Victoria, I was rereading your post about how to teach math facts and wondered about the visual part. As I understand it, you say to make cards that have the fact at the bottom (3+1 = 4) and dots to represent the addends. It seems to me the child is only going to focus on the answer and not pay attention to the dots. Please clarify this for me.
Pat
?? My post answering this doesn’t seem to have hit the board.
The issue is called *teaching*, and that’s why *you* are important and you can’t be replaced by a videotape or a computer.
Your kid, left to his/her own devices, will focus on the strangest things! I met one kid who had been taught that it was important to end the lower-case a with a little curl. He focused so much on the curl that the round part shrank to invisibility while the curl grew and grew, and the thing looked a lot like a fishhook and nothing like the letter a. In math, kids will invent their own rules. Being only kids, they won’t be able to reinvent two thousand years of math development, by several civilizations and some geniuses, (duh) so their rules will be incomplete or inconsistent or often absolutely incorrect.

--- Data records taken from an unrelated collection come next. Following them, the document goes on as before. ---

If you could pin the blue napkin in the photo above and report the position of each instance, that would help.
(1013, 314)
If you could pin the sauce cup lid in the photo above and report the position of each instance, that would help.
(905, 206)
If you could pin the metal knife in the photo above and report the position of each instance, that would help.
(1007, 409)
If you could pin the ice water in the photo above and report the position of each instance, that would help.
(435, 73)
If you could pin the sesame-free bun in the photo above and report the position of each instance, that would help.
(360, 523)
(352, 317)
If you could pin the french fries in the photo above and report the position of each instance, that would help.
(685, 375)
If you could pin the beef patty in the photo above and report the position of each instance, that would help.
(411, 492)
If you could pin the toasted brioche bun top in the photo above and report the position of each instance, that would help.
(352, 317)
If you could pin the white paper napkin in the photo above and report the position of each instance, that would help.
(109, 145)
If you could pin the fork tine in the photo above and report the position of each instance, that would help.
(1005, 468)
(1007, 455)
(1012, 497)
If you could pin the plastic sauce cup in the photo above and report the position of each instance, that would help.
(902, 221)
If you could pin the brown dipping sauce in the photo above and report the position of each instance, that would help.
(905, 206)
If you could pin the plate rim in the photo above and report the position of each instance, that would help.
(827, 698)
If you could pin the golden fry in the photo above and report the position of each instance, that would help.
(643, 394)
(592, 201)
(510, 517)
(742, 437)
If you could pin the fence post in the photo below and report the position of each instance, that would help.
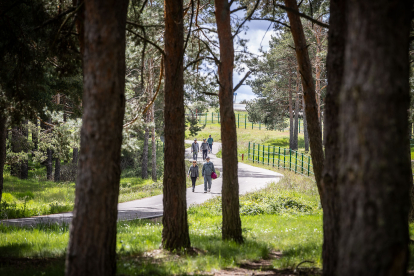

You can’t leave your kid to his own devices to learn; you have to teach him, and that’s why you are so important in this process. You go over the dots with him, counting the separate groups and all together. You go over the fact with him, saying the whole fact, question and answer, and having him say the whole thing. At first it is slow and he will not see the point and will want to do it the “quick way”, guessing or whatever. After he realizes that first his accuracy is increasing so he doesn’t have to waste so much time on corrections, and then his speed is increasing because he really knows the material, he will be more willing to go along with it. It’s a long-term process, no overnight miracles or magic wands, I fear.